Why don’t some people improve in spite of their best effort? (How to avoid an unhelpful Action Plan)
- Overcome Self-limiting beliefs. Many people consider that stuttering has a fixed neurophysiological base and that it is not possible to overcome stuttering. All that can be done is to manage it by continual monitoring. With this belief it is impossible to summon the optimism to push through inevitable set backs on the road to recovery.

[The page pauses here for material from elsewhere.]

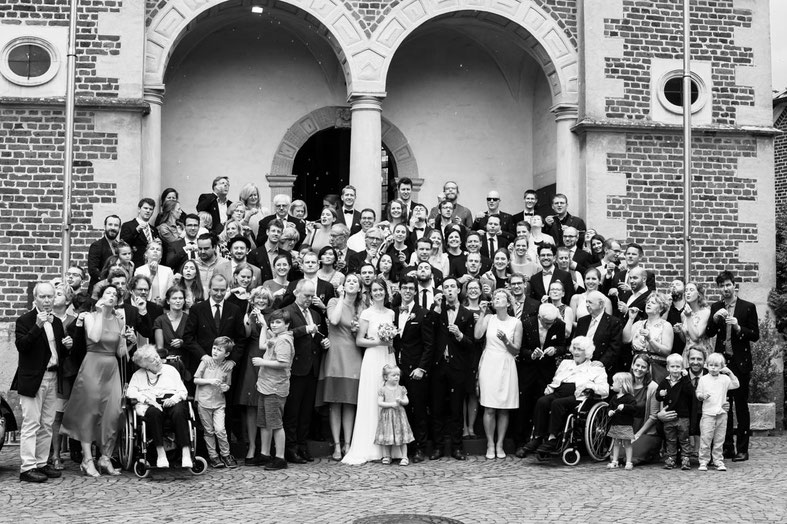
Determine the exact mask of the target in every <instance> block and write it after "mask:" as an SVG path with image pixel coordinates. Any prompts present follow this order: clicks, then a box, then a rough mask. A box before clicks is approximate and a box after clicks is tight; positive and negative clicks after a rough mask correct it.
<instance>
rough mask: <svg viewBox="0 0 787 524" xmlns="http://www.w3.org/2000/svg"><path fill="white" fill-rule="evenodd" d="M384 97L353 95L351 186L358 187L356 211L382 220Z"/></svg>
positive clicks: (375, 94) (352, 103) (363, 95)
mask: <svg viewBox="0 0 787 524" xmlns="http://www.w3.org/2000/svg"><path fill="white" fill-rule="evenodd" d="M383 96H384V95H381V94H375V95H369V94H358V95H352V96H350V106H351V107H350V111H351V112H352V134H351V135H350V184H351V185H353V186H355V189H356V194H357V199H356V201H355V208H356V209H363V208H366V207H368V208H371V209H374V210H375V212H376V213H377V216H378V218H379V216H380V211H381V209H380V208H381V206H382V181H381V179H380V176H381V173H382V157H381V154H380V147H381V146H382V119H381V114H382V107H381V103H382V99H383Z"/></svg>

- Avoid safety behaviour formation (instead concentrate on remaining relaxed during social encounters even if being dysfluent). As discussed in the above academic note, safety behaviour formation is a significant complication to therapy for social anxiety. A safety behaviour is not defined by the behaviour itself but by whether the client uses it to achieve social success without dealing with erroneous perceptions of social threat. Examples of client developed safety behaviours are covert stuttering (word substitution, use of filler words, circumlocution), avoiding difficult words, talking quietly and mumbling. Examples of therapist suggested safety behaviours include recommendations to restrict verbal interaction to “safe” conversational partners and only ask questions during conversation. It is also noteworthy that a speech restructuring technique itself may become to be used by the client as a safety behaviour.
STEP 3. Take Action
“Life is an action game.” James Rohn
“Let your dreams drive you across the bridge of discipline”. James Rohn
I became intrigued by how people can become successful in any particular endeavour without necessarily having obvious natural ability. Certainly what they appeared to have was drive and determination which is much more about attitude than anything else. Anyone can have the right attitude. I applied what I read in the general area of self-help and encourage the following …
- Keep a journal (write down successes to remind yourself later and chart your own progress)
- Join a self-help group
- Join a public speaking group
- Gain support of friends to provide positive examples of correct speaking patterns delivered in a relaxed manner
- Seek speaking challenges which can be approached in a positive fashion with expectation of success.
- Celebrate achievements
In Summary. Have fun taking your path through the stuttering jungle, however far you decide to go. Seek the company of supportive, encouraging and inspiring people. Lose old safety behaviours and avoid picking up new ones. At the very least you will be certain to overcome social anxiety and you may even go a lot further than you ever thought possible. Best wishes!
Kraaimaat, F.W., Vanryckeghem, M. & Van Dam-Baggen, R. (2002). Stuttering and Social Anxiety. Journal of Fluency Disorders. 27. 319-331.
Stein, M.B., Baird, A., & Walker, J.R. (1996). Social Phobia in Adults With Stuttering. American Journal of Psychiatry, 153(2), 278-280.
Helgadottir F.D., Menzies R. G., Onslow M., Packman A., O’Brian S., (2014) Safety Behaviors and Speech Treatment for Adults Who Stutter. Journal of Speech, Language, and Hearing Research, Vol. 57, 1308-1313.
Holaway R.M., and Heimberg R.G. (2004) In Bandelow, B. & Stein, D..J. (eds) Social Anxiety Disorder. N.Y. Marcel Dekker, Inc.
Iverach, L., Jones, M., O’Brian, S., Block, S., Lincoln, M., Harrison, E., et al. (2009). The relationship between mental health disorders and treatment outcomes among adults who stutter. Journal of Fluency Disorders, 34, 29–43.
Lovibond,P.F., Mitchell,C.J., Minard,E., Brady,A., Menzies,R.G. (2009). Safety behaviours preserve threat beliefs: Protection from extinction of human fear conditioning by avoidance response. Behaviour Research and Therapy, 47, 716-720.